Lipton v. Bruce

Desmond, J.

(dissenting). I dissent and vote to affirm, for these reasons:

(1) The reference to an “ acre ” in the 1919 deed (Sarah J. Coon to Clarence E. Coon) did not and could not constitute a present conveyance of any land but was a grant to Dr. Coon of a right to select an acre.

(.2) This right of selection was by the terms of the grant personal to grantee Dr. Coon alone, to be exercised if his necessities so required.

(3) Even aside from failure to establish necessity, such a right of selection could not be exercised merely by passing and *639recording a deed to some third person. There is no evidence here of any other attempted exercise of the right.

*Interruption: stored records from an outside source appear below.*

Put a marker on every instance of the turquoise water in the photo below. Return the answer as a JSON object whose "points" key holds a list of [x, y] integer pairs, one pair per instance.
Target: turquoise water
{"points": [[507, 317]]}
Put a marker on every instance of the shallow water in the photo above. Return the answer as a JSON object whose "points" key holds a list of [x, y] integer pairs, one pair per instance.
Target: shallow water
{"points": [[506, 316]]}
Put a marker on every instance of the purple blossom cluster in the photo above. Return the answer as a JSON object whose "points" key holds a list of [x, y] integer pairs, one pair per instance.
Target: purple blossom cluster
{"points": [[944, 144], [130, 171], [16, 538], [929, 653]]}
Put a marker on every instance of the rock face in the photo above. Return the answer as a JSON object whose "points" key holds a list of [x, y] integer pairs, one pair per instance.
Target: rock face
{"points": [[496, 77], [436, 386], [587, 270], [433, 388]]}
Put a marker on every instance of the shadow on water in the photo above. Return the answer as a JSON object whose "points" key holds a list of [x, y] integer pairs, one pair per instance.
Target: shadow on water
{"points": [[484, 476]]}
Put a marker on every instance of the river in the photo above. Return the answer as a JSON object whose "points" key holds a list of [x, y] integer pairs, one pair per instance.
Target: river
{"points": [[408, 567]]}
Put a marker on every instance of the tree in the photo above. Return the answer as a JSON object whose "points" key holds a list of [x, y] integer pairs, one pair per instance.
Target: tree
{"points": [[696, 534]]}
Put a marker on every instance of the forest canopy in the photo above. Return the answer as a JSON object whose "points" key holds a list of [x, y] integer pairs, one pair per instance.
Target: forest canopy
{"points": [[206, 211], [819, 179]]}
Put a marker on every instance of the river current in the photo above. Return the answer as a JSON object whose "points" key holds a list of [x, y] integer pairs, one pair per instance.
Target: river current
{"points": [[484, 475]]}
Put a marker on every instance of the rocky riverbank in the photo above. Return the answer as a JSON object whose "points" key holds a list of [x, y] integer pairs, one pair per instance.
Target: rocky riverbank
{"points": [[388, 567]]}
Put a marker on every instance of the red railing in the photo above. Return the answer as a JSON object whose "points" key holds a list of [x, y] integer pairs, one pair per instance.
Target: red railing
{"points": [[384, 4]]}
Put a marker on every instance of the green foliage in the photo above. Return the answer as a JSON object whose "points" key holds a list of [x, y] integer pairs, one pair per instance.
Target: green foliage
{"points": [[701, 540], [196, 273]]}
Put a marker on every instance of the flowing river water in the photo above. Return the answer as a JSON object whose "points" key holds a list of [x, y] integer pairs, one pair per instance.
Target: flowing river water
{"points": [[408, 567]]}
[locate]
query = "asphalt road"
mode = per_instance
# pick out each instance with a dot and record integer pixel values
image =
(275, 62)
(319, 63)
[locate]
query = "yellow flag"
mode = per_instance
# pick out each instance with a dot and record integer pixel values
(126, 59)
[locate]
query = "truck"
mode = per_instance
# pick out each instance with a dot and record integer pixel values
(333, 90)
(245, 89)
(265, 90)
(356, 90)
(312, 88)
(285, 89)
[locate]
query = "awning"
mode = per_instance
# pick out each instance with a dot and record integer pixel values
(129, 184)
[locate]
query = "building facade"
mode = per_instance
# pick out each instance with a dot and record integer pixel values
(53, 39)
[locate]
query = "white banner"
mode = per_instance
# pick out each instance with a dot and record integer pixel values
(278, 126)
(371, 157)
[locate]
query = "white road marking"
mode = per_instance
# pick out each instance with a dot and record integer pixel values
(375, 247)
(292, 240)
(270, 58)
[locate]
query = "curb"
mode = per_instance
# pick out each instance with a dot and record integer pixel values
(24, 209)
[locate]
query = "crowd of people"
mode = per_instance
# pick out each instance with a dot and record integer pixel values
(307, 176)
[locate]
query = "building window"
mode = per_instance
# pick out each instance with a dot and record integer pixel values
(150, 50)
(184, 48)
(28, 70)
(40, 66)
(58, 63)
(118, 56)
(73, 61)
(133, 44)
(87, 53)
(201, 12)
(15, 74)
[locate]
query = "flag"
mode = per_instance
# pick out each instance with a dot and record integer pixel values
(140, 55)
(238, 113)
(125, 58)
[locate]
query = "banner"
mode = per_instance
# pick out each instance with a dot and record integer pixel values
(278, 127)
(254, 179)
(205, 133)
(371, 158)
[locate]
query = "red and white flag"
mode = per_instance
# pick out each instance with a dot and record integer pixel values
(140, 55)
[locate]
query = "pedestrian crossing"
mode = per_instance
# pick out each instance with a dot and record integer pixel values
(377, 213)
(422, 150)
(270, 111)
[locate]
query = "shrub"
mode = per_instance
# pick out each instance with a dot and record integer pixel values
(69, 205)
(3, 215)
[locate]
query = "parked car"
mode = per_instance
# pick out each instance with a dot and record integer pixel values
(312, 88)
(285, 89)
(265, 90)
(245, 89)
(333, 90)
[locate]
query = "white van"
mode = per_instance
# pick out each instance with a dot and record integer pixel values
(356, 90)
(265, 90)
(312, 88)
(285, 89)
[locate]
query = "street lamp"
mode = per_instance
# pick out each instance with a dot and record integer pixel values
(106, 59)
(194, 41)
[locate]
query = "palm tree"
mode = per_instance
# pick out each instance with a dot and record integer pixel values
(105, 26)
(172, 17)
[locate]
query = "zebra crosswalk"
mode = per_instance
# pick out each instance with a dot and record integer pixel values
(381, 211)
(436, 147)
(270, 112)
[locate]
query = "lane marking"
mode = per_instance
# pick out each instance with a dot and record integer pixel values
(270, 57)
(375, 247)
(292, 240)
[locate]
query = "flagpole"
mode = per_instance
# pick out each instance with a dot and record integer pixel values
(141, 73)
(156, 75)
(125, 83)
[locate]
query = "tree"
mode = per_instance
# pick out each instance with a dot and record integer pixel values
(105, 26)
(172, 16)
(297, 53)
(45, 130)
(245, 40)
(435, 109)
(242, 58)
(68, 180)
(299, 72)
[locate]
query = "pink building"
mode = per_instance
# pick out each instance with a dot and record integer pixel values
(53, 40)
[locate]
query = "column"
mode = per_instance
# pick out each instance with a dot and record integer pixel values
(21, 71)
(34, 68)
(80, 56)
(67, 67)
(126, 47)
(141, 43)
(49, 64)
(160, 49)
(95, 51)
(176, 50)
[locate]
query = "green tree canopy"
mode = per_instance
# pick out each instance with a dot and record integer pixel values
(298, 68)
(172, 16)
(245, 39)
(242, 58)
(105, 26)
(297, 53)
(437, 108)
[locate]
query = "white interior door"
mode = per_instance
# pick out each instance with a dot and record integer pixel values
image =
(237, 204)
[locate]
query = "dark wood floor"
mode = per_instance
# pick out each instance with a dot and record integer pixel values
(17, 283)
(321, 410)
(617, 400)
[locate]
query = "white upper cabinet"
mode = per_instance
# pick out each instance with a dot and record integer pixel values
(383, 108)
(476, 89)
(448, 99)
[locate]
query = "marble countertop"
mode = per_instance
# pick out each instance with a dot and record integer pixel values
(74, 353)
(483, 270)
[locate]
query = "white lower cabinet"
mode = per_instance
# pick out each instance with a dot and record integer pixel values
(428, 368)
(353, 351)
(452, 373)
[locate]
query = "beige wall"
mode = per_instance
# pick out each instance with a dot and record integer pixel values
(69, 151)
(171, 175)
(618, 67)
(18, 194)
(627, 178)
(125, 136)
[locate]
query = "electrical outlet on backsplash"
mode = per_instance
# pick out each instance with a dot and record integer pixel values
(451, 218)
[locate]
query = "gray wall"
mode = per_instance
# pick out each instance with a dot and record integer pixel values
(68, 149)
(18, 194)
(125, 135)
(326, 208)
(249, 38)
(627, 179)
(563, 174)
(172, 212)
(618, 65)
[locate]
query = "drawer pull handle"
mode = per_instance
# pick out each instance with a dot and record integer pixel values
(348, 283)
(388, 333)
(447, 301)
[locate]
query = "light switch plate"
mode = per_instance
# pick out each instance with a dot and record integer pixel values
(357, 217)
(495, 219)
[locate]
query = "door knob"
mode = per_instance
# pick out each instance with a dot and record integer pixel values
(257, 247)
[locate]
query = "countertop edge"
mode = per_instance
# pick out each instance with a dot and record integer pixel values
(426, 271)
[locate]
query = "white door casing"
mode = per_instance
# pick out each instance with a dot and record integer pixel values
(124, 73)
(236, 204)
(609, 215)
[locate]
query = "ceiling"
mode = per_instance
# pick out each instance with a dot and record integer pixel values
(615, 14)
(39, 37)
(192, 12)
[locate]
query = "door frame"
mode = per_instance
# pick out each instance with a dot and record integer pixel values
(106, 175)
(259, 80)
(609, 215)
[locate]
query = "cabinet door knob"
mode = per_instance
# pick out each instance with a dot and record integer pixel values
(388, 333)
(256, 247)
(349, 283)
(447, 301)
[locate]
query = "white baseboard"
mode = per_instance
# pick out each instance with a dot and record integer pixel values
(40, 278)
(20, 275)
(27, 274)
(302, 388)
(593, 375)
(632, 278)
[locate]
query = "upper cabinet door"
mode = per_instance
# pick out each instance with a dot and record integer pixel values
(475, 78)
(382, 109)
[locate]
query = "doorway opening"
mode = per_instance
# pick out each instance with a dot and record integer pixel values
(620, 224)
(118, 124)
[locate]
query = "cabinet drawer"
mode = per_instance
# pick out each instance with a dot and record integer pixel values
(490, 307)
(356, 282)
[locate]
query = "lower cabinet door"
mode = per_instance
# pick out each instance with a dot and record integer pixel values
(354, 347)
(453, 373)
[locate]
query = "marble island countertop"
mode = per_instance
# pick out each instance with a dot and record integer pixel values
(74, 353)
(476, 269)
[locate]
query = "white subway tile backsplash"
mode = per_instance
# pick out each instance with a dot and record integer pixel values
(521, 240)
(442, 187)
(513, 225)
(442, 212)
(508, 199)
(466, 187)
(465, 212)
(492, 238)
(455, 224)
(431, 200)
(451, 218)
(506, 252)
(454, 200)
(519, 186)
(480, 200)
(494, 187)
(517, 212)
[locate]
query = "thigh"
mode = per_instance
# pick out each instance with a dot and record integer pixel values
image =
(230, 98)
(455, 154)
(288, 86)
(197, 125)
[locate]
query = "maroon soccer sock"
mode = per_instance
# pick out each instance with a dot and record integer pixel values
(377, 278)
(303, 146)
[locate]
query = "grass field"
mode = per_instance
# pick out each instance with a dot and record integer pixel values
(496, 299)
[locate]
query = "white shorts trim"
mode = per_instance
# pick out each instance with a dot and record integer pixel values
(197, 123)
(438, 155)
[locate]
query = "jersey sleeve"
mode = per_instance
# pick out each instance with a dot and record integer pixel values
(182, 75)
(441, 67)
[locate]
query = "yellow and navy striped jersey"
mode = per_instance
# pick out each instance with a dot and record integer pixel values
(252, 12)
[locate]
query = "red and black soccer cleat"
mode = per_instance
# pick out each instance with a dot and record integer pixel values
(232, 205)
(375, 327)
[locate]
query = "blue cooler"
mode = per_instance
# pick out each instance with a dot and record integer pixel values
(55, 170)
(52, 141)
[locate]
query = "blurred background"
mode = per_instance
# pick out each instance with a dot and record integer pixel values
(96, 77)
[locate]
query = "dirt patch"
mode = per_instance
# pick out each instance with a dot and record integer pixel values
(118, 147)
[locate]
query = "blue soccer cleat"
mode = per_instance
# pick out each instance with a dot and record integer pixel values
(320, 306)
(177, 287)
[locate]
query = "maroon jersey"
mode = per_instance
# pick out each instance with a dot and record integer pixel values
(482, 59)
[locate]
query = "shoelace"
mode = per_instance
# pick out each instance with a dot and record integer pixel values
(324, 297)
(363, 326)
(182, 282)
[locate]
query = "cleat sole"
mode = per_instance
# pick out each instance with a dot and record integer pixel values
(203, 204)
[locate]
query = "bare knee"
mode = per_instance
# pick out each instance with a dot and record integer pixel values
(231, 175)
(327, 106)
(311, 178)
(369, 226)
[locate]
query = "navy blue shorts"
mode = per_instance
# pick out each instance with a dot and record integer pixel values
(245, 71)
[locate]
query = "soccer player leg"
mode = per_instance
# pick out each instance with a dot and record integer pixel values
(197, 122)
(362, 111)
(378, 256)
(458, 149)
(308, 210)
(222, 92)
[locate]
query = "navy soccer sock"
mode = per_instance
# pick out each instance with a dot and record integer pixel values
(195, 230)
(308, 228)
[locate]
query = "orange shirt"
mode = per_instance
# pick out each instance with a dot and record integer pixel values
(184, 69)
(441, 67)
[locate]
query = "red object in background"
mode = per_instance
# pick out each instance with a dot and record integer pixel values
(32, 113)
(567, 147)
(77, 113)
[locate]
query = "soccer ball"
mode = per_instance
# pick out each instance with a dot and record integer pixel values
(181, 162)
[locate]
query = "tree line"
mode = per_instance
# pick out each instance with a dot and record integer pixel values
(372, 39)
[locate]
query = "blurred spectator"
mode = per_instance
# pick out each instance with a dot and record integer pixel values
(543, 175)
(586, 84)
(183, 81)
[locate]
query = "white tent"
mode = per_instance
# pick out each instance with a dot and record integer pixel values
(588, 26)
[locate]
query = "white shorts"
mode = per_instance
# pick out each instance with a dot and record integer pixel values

The 1919 deed’s reference to an acre was not a present conveyance of any particular parcel of land since it did not purport to locate the acre in any definite way. It did grant to Dr. Coon the right to select an acre. The obvious reason for that conferral was the possibility that the doctor might be evicted from the State-owned land he was occupying. Accordingly, he was by the conveyance given a right to select an acre or such lesser amount as he might require for a cottage lot and garden adjoining the premises now used and occupied by him upon the point extending into the lake ”. The plain meaning of that language was that when necessity (that is, eviction) should occur, the grantee might select not more than an acre, as a site for a new cottage and garden, adjoining the State lands which he had been occupying. The event of eviction never occurred but, four years after the Coon-Coon deed, grantee Dr. Coon, without any other act of selection, purported to convey to a purchaser an attenuated “ acre ” of land extending for several hundred feet along the blue line. The only New York cases anywhere near in point are Jackson v. Livingston (7 Wend. 136, 139) and Corbin v. Jackson (14 Wend. 619, 621) both dealing with the same eighteenth century deed which granted in fee a tract of 600 acres to be surveyed or taken off a much larger tract. Other documents in those early cases conclusively showed that it was the intention that the grantees should become tenants in common of the whole larger tract with the right to select their 600 acres and that they in agreement with their grantors formally chose their 600 acres and then occupied, enclosed and cultivated them. In our ease there not only was never any agreement between Dr. Coon and the owners of the rest of the farm as to where his acre should be located, but he never even notified those interested parties of his selection but instead attempted to make a deed to a third party (plaintiffs’ predecessor) of an arbitrarily bounded u acre ” plot. Dr. Coon’s grantees never enclosed the acre or cultivated it or built upon it. Furthermore, the dimensions of the acre plot conveyed by Dr. Coon are certainly not a reasonable selection of an acre since they describe a very narrow strip extending several hundred feet along the lake front.

*640Insofar as any of the above involves questions of fact, those have been decided against plaintiffs by the courts below. The findings of fact below are that there never was a selection.

The judgment should be affirmed, with costs.

Conway, Ch. J., Fuld, Van Voobhis and Burke, JJ., concur with Dye, J.; Desmond, J., dissents in an opinion in which Froessel, J., concurs.

Judgment of the Appellate Division reversed, with costs in all courts, and the case remitted to Trial Term for further proceedings not inconsistent with the opinion herein.